PT primeiro atacou de forma baixa Eduardo Campos, para agora chamá-lo de “companheiro”.

Tenho dito há tempos que a máquina de moer reputações do PT não respeita biografias nem sentimentos. E se move contra tudo e contra todos que ousem não beijar a cruz do petismo. Foi assim com Eduardo Campos: depois de passar cerca de uma década aliado de Lula e do PT (e essa foi uma ressalva que sempre fiz a ele), Campos achou por bem se candidatar à Presidência. O PT não aceitou e externou sem pudor sua revolta:

A imagem acima é do facebook oficial do PT e continua no ar, mesmo depois da tragédia de ontem e da tentativa do PT de lucrar com ela, publicando nota oficial cheia de elogios ao “companheiro Eduardo.” Sim, agora eles chamam de “companheiro” a quem em janeiro foi chamado de “playboy” e de candidato “sem compostura”. Vejam alguns trechos do que o PT publicou sobre Campos:

(…) Estimulado pelos cães de guarda da mídia, decidiu que era hora de se apresentar como candidato a presidente da República – sem projeto, sem conteúdo e, agora se sabe, sem compostura política.

O velho Miguel Arraes, avô de Eduardo Campos, faz bem em já não estar entre nós, porque, ainda estivesse, morreria de desgosto.  E não se trata sequer da questão ideológica, já que a travessia da esquerda para a direita é uma espécie de doença infantil entre certa categoria de políticos brasileiros, um sarampo do oportunismo nacional. Não é isso.

Ao descartar a aliança com o PT e vender a alma à oposição em troca de uma probabilidade distante – a de ser presidente da República –, Campos rifou não apenas sua credibilidade política, mas se mostrou, antes de tudo, um tolo.

Acreditou na mesma mídia que, até então, o tratava como um playboy mimado pelo “lulo-petismo”, essa expressão também infantilóide criada sob encomenda nas redações da imprensa brasileira. Em meio ao entusiasmo, Campos foi levado a colocar dentro de seu ninho pernambucano o ovo da serpente chamado Marina Silva, este fenômeno da política nacional que, curiosamente, despreza a política fazendo o que de pior se faz em política: praticando o adesismo puro e simples. (…)

Ontem, depois do trágico acidente que vitimou Campos, quem era (ou melhor, é. Afinal o post continua publicado lá!), o PT emitiu uma nota oficial onde, logicamente, lamentou o ocorrido. Mas não conseguiu evitar o cinismo e foi além:

Campos deixa um grande vazio na política brasileira.

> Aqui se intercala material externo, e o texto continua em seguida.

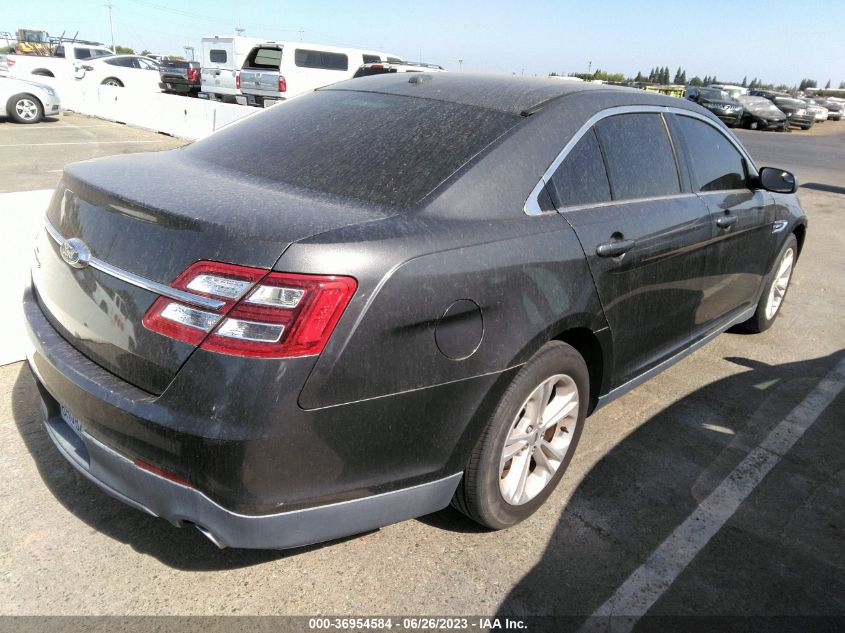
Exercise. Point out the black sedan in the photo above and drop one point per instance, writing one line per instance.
(719, 102)
(388, 295)
(761, 114)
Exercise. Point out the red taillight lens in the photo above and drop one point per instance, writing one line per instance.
(271, 315)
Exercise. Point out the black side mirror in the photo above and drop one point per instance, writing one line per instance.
(778, 180)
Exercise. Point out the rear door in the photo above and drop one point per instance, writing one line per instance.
(644, 236)
(312, 68)
(260, 74)
(218, 66)
(742, 219)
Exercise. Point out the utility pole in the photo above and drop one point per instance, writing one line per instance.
(111, 26)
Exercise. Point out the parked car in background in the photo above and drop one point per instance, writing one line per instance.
(133, 72)
(274, 71)
(732, 90)
(795, 110)
(386, 67)
(389, 294)
(222, 58)
(835, 108)
(179, 77)
(760, 113)
(27, 101)
(819, 112)
(718, 102)
(58, 65)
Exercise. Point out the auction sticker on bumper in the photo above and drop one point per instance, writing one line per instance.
(72, 421)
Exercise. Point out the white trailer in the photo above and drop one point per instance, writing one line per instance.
(222, 58)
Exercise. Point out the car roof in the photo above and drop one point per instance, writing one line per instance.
(505, 93)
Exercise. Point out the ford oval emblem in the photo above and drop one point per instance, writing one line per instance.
(75, 253)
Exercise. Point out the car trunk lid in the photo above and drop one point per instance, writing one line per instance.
(151, 216)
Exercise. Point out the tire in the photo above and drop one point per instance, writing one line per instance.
(775, 289)
(25, 108)
(490, 492)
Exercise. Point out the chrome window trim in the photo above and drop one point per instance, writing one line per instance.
(138, 281)
(532, 205)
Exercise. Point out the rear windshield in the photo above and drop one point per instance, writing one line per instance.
(377, 147)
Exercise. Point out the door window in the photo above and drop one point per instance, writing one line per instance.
(321, 59)
(639, 157)
(581, 177)
(716, 163)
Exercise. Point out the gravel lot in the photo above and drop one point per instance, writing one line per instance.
(646, 463)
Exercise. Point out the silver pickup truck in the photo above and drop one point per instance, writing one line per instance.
(274, 71)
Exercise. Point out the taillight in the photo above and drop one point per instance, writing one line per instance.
(262, 314)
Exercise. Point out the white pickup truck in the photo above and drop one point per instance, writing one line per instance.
(274, 71)
(59, 65)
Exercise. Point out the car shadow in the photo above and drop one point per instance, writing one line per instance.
(46, 119)
(629, 502)
(818, 186)
(184, 549)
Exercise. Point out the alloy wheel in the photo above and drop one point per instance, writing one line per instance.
(780, 284)
(26, 109)
(539, 439)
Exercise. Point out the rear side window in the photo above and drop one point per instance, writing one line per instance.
(716, 163)
(639, 157)
(266, 58)
(376, 147)
(581, 177)
(321, 59)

Seu partido, o PSB, sempre foi um aliado do PT e, juntos, construímos um país melhor e socialmente mais justo. Eduardo Campos teve papel importantíssimo nas gestões do presidente Luiz Inácio Lula da Silva, tendo sido ministro da Ciência e Tecnologia. 
 
Mesmo quando decidiu seguir um caminho diferente ao do PT, mantivemos com Eduardo Campos uma relação de profundo respeito e admiração.

Sim, vimos o tanto que o PT respeitava e admirava Eduardo Campos, não é mesmo?

E não se enganem achando que isso foi coisa de algum assessor isolado: o próprio Lula, em março, no Paraná, ao se referir ao então candidato pelo PSB afirmou:

A minha grande preocupação é repetir o que aconteceu em 1989: que venha um desconhecido, que se apresente muito bem, jovem e nós vimos o que deu.

Eu não romantizo a política nem acho que todos devam se amar. Eduardo rompeu com o PT, se tornou adversário e, é fato, criaria dificuldades para Dilma na base histórica do petismo, o nordeste. Mas era adversário, não inimigo. E um dos males que o PT faz à política nacional é justamente tratar adversários como inimigos.

Com a mesma desenvoltura com que o PT e Lula transformaram um opositor em inimigo, tentando diminui-lo e atacá-lo, agora tentam explorar a tragédia a fim de colher dividendos positivos. Agora, enfim, ele é o “companheiro Eduardo”, não mais um “tolo”…

Diante disso, me vem à mente os melhores trechos da entrevista de Eduardo Campos ao JN, na última terça, véspera de sua morte: “O governo Dilma é o único da história que vai entregar o país pior do que recebeu.” E ainda: “O salário das pessoas não chega mais ao fim do mês, por culpa da inflação.” E, por fim: Não desistam do Brasil. É aqui que vamos criar nossos filhos.”

Esse é o grande legado que Eduardo deixa: um político de oposição ao governo do PT, que exortou os eleitores a não desistirem do Brasil. É essa a mensagem que precisa seguir em frente pelas mãos da oposição brasileira.